The provincial government is following its own advice these days. The advice that came from the OneNS report to “Be Bold” and to “Do Things Differently”.
Last week, the Chamber participated in a press conference at which major changes were unveiled to the province’s approach to economic development. The new way will involve some pretty serious change to how Nova Scotia Business Inc., Innovacorp and the Department of Economic and Rural Development and Tourism perform their roles.
While mostly what was talked about was the shifting of responsibility, authority and accountability among these three organizations, it is very important that these three – and the clients they serve – are thrust squarely into the realm of change management.
And change management is tough. Very tough. Especially in Nova Scotia.
A recent search on Amazon.com for books on “change management” turned up 73,338 titles. Ask any five business leaders for the one element that is critical for successful change management, and you will likely get five different answers.
While we can never lose sight of the “soft” side of change, making sure that we have the “right people on the bus,” as Good to Great author Jim Collins would tell us, successful change is more than that.
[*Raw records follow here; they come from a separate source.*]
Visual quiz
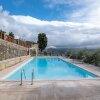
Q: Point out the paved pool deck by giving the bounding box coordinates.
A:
[0,57,100,100]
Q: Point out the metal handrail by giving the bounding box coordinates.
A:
[31,69,34,85]
[20,69,26,85]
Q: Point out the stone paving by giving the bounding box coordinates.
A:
[0,79,100,100]
[0,56,100,100]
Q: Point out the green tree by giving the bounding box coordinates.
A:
[38,33,48,52]
[9,32,14,38]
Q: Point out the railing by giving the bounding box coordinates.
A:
[20,69,34,85]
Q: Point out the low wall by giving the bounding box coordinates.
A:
[0,56,30,71]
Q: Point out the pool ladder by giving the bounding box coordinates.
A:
[20,69,34,85]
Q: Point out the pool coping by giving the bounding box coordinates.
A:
[0,56,100,82]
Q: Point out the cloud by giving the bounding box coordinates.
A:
[12,0,24,6]
[0,6,100,47]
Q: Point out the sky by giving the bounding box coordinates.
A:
[0,0,100,48]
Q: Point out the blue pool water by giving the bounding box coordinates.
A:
[6,58,96,80]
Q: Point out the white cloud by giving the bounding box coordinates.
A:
[0,6,100,47]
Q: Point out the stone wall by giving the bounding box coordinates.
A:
[0,39,28,61]
[0,56,30,71]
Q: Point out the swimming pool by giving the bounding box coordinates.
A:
[6,58,96,80]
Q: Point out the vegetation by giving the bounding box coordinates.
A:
[9,32,14,38]
[38,33,47,52]
[66,49,100,66]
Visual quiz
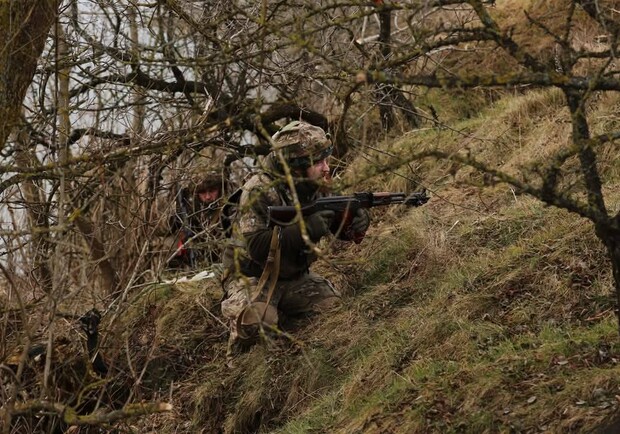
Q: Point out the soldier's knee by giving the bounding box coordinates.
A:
[236,302,278,339]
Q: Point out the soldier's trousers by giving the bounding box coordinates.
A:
[222,273,341,355]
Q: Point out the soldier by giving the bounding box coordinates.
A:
[222,121,370,362]
[156,172,222,268]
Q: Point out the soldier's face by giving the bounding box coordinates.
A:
[306,157,329,181]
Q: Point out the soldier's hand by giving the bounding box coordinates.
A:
[306,210,336,243]
[350,208,370,234]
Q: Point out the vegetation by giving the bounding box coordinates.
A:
[0,0,620,433]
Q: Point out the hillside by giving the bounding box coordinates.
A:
[114,86,620,433]
[0,0,620,434]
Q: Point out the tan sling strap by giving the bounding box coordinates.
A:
[237,226,281,338]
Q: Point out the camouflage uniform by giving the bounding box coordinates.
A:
[152,172,222,267]
[222,124,341,355]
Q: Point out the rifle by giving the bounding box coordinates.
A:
[267,191,430,244]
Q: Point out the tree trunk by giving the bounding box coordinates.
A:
[0,0,60,149]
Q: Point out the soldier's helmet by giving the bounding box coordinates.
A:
[272,121,333,169]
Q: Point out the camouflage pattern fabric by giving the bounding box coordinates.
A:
[222,160,341,357]
[222,273,341,357]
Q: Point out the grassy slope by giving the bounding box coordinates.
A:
[132,1,620,434]
[127,87,620,433]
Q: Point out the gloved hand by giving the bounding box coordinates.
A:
[306,210,336,243]
[350,208,370,234]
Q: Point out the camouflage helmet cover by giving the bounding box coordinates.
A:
[272,121,333,166]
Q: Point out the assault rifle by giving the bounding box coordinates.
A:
[267,191,430,244]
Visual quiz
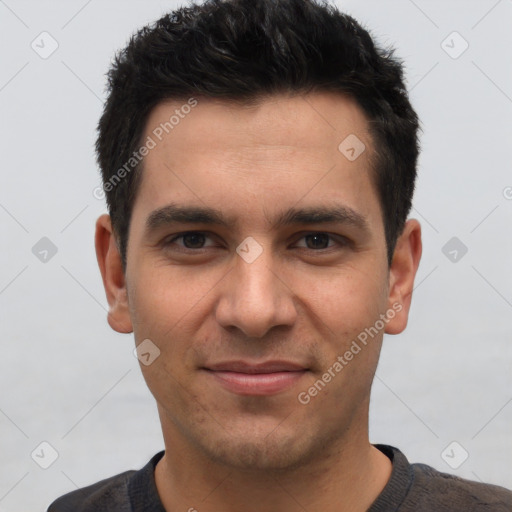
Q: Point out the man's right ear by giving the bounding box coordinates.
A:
[94,214,133,333]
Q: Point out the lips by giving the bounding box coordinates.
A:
[203,361,308,396]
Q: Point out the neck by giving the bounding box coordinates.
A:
[155,416,392,512]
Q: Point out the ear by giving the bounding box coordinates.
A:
[384,219,422,334]
[94,214,133,333]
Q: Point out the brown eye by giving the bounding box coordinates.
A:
[304,233,331,249]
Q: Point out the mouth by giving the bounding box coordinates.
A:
[202,361,309,396]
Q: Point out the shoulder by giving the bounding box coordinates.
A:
[47,451,165,512]
[47,470,135,512]
[407,464,512,512]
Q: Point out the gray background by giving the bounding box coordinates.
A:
[0,0,512,512]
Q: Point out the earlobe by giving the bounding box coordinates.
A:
[385,219,422,334]
[95,214,133,333]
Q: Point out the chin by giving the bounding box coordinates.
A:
[192,418,323,471]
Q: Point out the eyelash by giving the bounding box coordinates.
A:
[162,231,350,254]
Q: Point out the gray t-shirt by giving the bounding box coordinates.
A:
[47,444,512,512]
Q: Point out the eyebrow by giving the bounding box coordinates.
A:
[146,203,369,232]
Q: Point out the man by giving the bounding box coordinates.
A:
[49,0,512,512]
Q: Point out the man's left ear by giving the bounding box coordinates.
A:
[384,219,422,334]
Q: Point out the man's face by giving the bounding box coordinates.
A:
[116,93,404,468]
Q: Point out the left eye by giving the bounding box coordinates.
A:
[294,233,342,249]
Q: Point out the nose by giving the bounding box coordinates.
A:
[216,245,297,338]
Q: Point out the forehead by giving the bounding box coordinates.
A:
[134,93,378,232]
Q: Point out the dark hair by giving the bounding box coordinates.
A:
[96,0,419,265]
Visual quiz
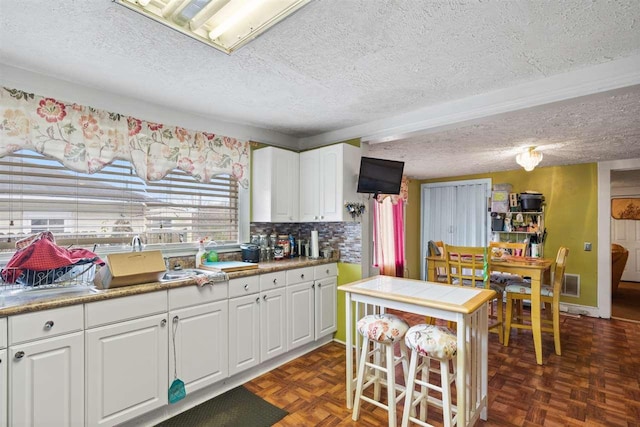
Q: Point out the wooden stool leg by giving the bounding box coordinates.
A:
[503,294,514,347]
[440,360,452,427]
[351,337,369,421]
[420,356,431,420]
[402,351,418,427]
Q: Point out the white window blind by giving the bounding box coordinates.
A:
[0,151,239,251]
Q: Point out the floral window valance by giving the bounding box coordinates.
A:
[0,87,249,188]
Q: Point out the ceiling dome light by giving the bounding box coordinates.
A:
[516,147,542,172]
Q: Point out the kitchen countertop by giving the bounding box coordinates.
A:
[0,254,338,317]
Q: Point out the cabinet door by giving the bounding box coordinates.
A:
[229,294,260,376]
[260,288,287,362]
[0,349,4,427]
[167,300,229,394]
[315,277,338,339]
[9,332,84,426]
[85,313,169,426]
[251,147,300,222]
[272,150,300,222]
[300,150,321,222]
[287,282,314,350]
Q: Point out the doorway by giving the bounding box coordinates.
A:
[597,159,640,319]
[611,169,640,321]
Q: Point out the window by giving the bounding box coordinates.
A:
[0,151,239,252]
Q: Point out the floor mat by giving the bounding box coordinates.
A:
[158,386,288,427]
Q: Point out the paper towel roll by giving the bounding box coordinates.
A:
[311,230,320,258]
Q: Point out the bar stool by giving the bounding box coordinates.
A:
[351,314,409,427]
[402,324,458,427]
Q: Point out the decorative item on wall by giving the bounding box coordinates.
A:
[611,198,640,220]
[344,202,364,220]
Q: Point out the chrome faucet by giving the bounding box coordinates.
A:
[131,234,142,252]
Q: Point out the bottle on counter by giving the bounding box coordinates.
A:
[277,234,291,258]
[289,234,297,258]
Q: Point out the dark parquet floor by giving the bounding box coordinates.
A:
[245,313,640,427]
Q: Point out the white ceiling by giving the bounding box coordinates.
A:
[0,0,640,178]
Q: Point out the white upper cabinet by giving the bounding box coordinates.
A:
[251,147,300,222]
[300,144,360,222]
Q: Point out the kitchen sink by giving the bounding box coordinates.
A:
[160,268,211,282]
[0,286,103,307]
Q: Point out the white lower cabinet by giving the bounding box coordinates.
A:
[167,300,229,394]
[229,293,260,376]
[7,305,85,427]
[315,277,338,339]
[85,292,169,426]
[287,281,314,350]
[9,332,84,426]
[260,288,287,362]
The soft side is almost table stakes to change: it’s a given, it is difficult, and it must be done right. We have many talented, experienced and capable public servants in these three organizations who will be challenged to embrace the new reality and what it means for them on a front line, personal, day to day basis.
Importantly, though, Harvard University studies have proven that the “hard” factors of change are equally as, if not more, important; and that organizations that have failed to get their change off the ground are those that neglected these factors.
And there are common denominators to look to: Project Duration – particularly the time between project reviews; Performance Integrity, or the abilities of the teams carrying out the change; Commitment of Senior Leadership and Staff, whom the change will affect the most; and Additional Effort that Employees Must Make, to cope with the change.
The Boston Consulting Group has used these four common denominators to predict the outcome of more than 1,000 change management initiatives worldwide. The correlation holds.
The hardest work is yet to come. They will need our support and encouragement to deliver on the dream for Nova Scotia.